Cakalli - L'impatto con il settore è stato traumatico e purtroppo non me ne sono accorta subito. Quando si inizia a creare contenuti online (all'epoca erano solo in forma testuale) non si è consapevoli di cio che si sta facendo e di quali potranno essere le ricadute sulla propria vita personale e lavorativa. Ho davvero iniziato per gioco... parlando di videogiochi. Quando mi sono buttata in questa avventura venivo guardata da un lato con occhi curiosi dall'altro discriminata (e sono sicura anche pochettino derisa). Mi fa molta tenerezza la Fjona di allora, devo essere sincera, ero assoltuamente impreparata. Ma tant'è, è tutta esperienza. Oggi posso dire ho trovato la mia dimensione pur mantenendo il mio stile leggero e a volte scanzonato. Mi piace creare racconti - principalmente reportage - su svariati argomenti curandoli in ogni minimo dettaglio. L'ideazione, gli script, la regia, il montaggio. Insomma mi piace non lasciare nulla al caso ma soprattutto mi piace a volte riabracciare quella Fjona dei primi tempi che ha tanto bisogno di affetto :D
Quale è stato il momento più brutto?
Lupetti - Direi quello in cui un importante nome della principale testata di videogiochi in Italia ha detto in una diretta, riferendosi tra l'altro esplicitamente a me, che la mia identità di genere non esiste, "è una cosa americana," e quando un altro importante nome della stessa testata ha detto che io sostanzialmente non sono "normale." E se questo non mi ha fatto venire voglia di approfondire più di tanto le relazioni col mondo del cosiddetto giornalismo videoludico italiano, ancora meno voglia me l'ha messa non vedere quasi nessuna conseguenza per questi comportamenti. Parliamo di un settore dove il direttore di una testata può scrivere che fare polemica solo perché uno studio di sviluppo nelle trasferte aveva organizzato una camera dello stupro in hotel alla fine oh è un po' esagerato dai.
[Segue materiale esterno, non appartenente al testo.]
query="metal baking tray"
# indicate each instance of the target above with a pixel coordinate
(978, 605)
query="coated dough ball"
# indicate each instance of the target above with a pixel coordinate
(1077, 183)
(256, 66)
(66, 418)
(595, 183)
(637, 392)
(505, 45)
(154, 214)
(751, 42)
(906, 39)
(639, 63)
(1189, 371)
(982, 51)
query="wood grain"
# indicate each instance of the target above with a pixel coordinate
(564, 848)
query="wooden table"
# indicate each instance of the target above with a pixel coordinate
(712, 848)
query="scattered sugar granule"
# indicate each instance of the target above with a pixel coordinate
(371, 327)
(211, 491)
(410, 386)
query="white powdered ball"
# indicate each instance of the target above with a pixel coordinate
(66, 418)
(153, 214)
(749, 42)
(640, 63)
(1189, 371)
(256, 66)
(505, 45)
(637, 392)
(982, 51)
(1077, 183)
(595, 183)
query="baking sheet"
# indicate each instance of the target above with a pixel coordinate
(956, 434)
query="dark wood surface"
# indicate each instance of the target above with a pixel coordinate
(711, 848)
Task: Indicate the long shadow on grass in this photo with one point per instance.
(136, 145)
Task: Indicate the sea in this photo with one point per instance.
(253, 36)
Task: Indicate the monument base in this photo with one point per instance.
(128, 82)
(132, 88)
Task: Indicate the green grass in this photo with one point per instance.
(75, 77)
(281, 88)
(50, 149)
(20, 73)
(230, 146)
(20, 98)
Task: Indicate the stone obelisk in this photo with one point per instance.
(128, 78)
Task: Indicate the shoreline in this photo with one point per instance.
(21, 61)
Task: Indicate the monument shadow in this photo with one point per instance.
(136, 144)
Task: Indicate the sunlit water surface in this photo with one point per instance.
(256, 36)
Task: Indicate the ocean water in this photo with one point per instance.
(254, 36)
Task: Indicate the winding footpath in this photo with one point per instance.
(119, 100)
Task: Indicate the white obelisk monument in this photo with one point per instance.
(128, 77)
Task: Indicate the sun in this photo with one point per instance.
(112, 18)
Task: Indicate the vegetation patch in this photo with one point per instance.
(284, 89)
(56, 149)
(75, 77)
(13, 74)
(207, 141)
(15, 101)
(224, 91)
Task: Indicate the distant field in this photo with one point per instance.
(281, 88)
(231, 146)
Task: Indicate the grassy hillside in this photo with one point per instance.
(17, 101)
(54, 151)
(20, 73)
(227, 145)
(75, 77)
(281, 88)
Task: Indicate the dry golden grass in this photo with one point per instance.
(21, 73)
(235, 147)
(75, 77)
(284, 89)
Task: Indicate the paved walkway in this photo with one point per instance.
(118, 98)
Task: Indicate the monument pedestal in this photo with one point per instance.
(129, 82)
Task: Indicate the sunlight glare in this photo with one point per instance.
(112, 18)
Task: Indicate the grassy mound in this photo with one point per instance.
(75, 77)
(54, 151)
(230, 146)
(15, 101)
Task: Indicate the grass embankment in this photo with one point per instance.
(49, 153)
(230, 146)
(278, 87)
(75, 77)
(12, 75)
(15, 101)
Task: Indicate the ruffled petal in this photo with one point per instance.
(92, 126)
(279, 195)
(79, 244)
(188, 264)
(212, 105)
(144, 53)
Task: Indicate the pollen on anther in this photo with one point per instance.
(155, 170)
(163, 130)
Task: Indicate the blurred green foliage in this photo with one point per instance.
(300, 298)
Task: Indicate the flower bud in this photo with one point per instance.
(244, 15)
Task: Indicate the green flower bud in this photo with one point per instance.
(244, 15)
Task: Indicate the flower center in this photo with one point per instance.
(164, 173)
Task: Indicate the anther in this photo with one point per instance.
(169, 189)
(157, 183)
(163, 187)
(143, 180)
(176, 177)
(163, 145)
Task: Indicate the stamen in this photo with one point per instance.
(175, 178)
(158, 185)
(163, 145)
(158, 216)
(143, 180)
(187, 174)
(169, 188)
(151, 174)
De Santis - Il momento più brutto è stato quando uscito dai ranghi di simpatica variazione o colorito intervento nelle conferenze del circuito di giornalisti di settore, ho iniziato a riappropriarmi di un discorso e di spazi di comunicazione sempre più grandi. Denunciando e mettendo a nudo il maschilismo e il machismo della cultura dei gamer e dei fumetti su testate nazionali importanti, il mio blog e i miei canali social sono stati presi di mira. Sono arrivati a scrivere lettere al mio capo redattore e direttrice delle testate per cui lavoravo, raccogliendo materiale personale per screditarmi. Non ho mai scelto di stare in prima linea, mi ci sono ritrovato e in quel periodo decisi di lasciare alcune collaborazioni per dormire sereno.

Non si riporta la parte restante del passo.